Does this zoning lawsuit matter?

It might cause short-term pain, but it will ultimately fail.

Does this zoning lawsuit matter?
A promotion for a barber at Redd & Menchaca.

I didn't show up at the courthouse yesterday to hear arguments in the legal challenge to Affordability Unlocked and other pro-housing programs. I would have, but I forgot. I'm sorry, dear reader. You deserve better.

Part of the reason I forgot is that I don't think the implications of this case are nearly as important as past legal battles over land use, notably the lawsuit from the same gang of housing-haters that killed the 2020 Land Development Code overhaul.

While a ruling against the city could definitely screw up some important housing projects in the pipeline, it wouldn't be very hard for the city to adopt these ordinances again. Not only is this Council far friendlier to housing than its predecessors, but the programs in question are uncontroversial and passed either unanimously or near-unanimously.

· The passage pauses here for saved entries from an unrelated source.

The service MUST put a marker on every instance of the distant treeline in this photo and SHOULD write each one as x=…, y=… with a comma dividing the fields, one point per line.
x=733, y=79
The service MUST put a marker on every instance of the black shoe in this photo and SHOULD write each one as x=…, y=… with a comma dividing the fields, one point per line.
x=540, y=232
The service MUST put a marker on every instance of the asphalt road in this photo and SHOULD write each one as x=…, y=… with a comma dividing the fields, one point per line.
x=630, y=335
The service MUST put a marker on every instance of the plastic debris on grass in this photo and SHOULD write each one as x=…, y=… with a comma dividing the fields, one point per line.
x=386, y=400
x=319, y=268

Plus, the level of restrictiveness the plaintiffs in this case are demanding is not politically sustainable at the state level. They are essentially arguing that a city must send mailed notification to every resident for any change in land use regulations, no matter how small. The city of Austin estimates it will cost more than $350,000 to send citywide notice for the proposed rule changes they are considering in the coming months. A ruling requiring this for any land use regulation will cause a huge headache for cites besides Austin, including small and mid-sized Republican ones. Not to mention the opposition this will provoke from the state's real estate industry.

District Judge Jessica Mangrum did not rule immediately; it's not clear when she will deliver a decision.

What's interesting is that the plaintiffs are pointing to Council's decision last week (scroll down to 2nd story) to send notification to every homeowner for a proposal to reduce minimum lot sizes and eliminate occupancy limits. In that case, Council is taking advantage of a weird provision of state law that allows cities to forgo typical notification requirements if the Council holds a joint meeting with the Planning Commission. However, Council has decided to do the joint meeting and to send notice to every homeowner.

KUT's Audrey McGlinchy reported on remarks made by Douglas Becker, the attorney for the plaintiffs:

But Watson didn't argue that the city is obligated to send notice. Just that he believes it should.

For what it's worth, the city did send notice for two of the three progams being challenged. For the compatibility on corridors reform, everybody within 500 feet of an affected corridor received notice. For the VMU2 density bonus program, notice was sent to everyone within 500 feet of a property with VMU zoning.

The city probably didn't send notice for Affordability Unlocked, the program that exempts affordable housing projects from a variety of regulations, but that was passed unanimously more than four years ago. If a judge is really willing to throw out that program due to a lack of notice, what other city ordinances might be at risk? I'd imagine there wasn't notice sent to every homeowner when the current land development code was adopted four decades ago –– could that also be thrown out if a group of YIMBYs challenge it?

This whole thing is a stupid waste of time. Magnifying the stupidity is the fact that the guy responsible for all this doesn't even live here anymore, even if he has yet to sell his house, currently listed for just under $1.9 million. Can't Fred Lewis find some low-income housing in North Carolina to fight?

A look at the city's tree management program

Remember that time nine months ago when a bunch of trees fell on utility lines and much of the city was without power for a week?

You may also recall that it prompted concerns about whether Austin Energy was doing enough to protect power lines from tree branches and whether its tree-trimming work was constrained by past policy decisions made by Council on behalf of fussy, entitled homeowners.

A review of Austin Energy's vegetation management program by the City Auditor concluded that that is exactly what happened.

"AE is behind on its current goal to trim trees about the city’s power lines on a seven-year cycle because of several factors, including Council direction in 2006 to trim trees less than industry standards," said the report.

The graphic below shows how the tree-trimming standards have evolved based on policy set by Council.  

Elton Richards, AE vice president of Electric System Field Operations, who oversees vegetation management, said he wanted to make very clear that it is not the current elected officials "that held us back."

"You are the Council that has supported me every since I got here," he said. "You doubled our (vegetation management) budget."

During the ice storm, Richards said that much of the damage caused by the storm –– entire trees falling down on power lines –– could not have been prevented by more aggressive branch-trimming. However, he still acknowledges that past policy decisions have jeopardized electric reliability.

To get a sense of the hysteria that prompted Council's past decisions, check out the Hyde Park Neighborhood Association's February 2006 newsletter, which denounced the "obliteration" of the neighborhood's tree canopy and approvingly cited a neighbor who denounced the utility's "Shermanesque, scrorched-earth approach" to vegetation management. HPNA applauded then-Mayor Will Wynn and then-Council Member Lee Leffingwell for putting a halt to the "carnage."